Brazil to distribute millions of condoms to prevent AIDS spread
Brazilian health officials on Sunday began distributing millions of condoms to fight the spread of AIDS and other sexually transmitted diseases during Brazil’s five-day Carnival 2008.
The government expects to hand out 19.5 million condoms by the end of the Carnival on February 6, state news service Agencia Brasil reported, under the program first launched several years ago.
“We have to let society know the importance of prevention,” health minister José Gomes Temporão said as he kicked off the campaign at a Rio de Janeiro cultural centre, according to AP.
Church officials in Brazil, which is home to the world’s largest Roman Catholic population, have opposed the condom programme, as well as another plan to hand out morning-after pills during Carnival in the city of Recife.

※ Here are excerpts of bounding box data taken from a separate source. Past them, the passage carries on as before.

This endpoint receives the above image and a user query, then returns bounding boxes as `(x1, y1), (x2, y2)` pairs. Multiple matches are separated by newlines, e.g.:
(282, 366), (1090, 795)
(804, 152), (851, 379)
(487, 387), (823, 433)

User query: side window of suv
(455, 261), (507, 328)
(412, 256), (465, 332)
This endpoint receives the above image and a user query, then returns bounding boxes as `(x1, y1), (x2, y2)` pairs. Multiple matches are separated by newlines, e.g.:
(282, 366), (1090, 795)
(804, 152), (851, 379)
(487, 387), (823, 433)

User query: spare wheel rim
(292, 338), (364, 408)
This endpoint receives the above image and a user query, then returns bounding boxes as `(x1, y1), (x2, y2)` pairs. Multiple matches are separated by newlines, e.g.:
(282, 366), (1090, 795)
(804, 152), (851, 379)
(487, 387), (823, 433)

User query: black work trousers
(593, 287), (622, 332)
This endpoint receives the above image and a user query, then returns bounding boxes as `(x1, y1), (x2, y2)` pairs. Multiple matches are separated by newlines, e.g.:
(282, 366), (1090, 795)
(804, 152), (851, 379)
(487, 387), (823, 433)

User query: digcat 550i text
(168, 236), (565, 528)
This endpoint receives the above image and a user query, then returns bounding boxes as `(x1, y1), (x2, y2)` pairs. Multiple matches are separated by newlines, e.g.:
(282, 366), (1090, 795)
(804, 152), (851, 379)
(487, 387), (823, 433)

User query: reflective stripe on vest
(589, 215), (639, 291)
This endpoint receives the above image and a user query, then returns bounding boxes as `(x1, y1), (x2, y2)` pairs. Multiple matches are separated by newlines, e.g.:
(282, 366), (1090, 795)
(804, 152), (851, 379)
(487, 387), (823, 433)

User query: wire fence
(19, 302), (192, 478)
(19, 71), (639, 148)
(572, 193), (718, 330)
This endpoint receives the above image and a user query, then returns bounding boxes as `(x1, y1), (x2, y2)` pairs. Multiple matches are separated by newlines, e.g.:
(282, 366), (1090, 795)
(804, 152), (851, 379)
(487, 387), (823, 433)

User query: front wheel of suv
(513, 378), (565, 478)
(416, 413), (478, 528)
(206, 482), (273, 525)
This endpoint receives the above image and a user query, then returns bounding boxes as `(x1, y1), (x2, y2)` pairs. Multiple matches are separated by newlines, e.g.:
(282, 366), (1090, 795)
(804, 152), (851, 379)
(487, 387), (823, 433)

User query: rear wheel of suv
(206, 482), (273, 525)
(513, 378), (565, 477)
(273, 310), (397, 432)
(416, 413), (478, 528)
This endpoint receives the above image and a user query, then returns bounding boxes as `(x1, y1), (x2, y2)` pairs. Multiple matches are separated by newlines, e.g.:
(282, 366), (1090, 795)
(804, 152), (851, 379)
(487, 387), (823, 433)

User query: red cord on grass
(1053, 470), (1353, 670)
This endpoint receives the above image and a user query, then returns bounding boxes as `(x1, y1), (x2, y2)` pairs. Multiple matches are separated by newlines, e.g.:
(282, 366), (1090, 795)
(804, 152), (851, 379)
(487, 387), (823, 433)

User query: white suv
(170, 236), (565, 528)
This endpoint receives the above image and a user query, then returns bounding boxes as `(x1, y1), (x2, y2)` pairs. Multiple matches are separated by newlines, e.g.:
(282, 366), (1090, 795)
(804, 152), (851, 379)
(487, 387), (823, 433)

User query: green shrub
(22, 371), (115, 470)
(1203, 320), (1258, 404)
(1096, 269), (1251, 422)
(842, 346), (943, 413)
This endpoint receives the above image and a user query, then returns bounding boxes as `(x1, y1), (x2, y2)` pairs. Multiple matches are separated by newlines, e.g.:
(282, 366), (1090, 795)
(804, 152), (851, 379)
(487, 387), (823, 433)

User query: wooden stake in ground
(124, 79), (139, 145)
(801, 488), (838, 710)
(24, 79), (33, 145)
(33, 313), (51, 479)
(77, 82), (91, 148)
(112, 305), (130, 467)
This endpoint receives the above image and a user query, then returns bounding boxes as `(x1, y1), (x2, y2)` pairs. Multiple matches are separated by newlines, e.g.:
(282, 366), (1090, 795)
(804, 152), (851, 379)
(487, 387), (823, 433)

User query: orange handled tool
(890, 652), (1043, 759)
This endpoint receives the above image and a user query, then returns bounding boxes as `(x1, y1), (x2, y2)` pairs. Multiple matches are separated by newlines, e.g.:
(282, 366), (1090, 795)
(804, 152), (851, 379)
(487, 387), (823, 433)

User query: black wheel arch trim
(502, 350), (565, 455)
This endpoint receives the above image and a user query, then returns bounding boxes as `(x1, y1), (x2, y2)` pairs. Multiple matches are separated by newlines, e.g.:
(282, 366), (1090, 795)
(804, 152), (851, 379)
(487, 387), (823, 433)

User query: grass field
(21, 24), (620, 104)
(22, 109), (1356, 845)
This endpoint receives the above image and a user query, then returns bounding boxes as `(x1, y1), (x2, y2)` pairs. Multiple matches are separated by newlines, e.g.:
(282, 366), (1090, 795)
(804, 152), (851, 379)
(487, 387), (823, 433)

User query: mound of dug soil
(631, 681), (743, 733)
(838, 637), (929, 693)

“The church has nothing against having fun during carnival, but the banalisation of human sexuality is something we cannot tolerate,” Bishop Antônio Augusto Dias Duarte of the Life and Family Commission of the National Conference of Brazilian Bishops said last week.
“It will only serve to diminish inhibitions and encourage orgiastic behaviour.”
About 80% of young men polled by the Health Ministry reported using condoms, although just 40% of women said they insist on it, Temporão said, without giving more details on the survey.
Nearly 600,000 Brazilians are HIV-positive, of whom 200,000 are being treated, he said, according to AP.
The United Nations has praised Brazil’s AIDS treatment program, which provides free antiviral medications that significantly improve life expectancy, as a global model.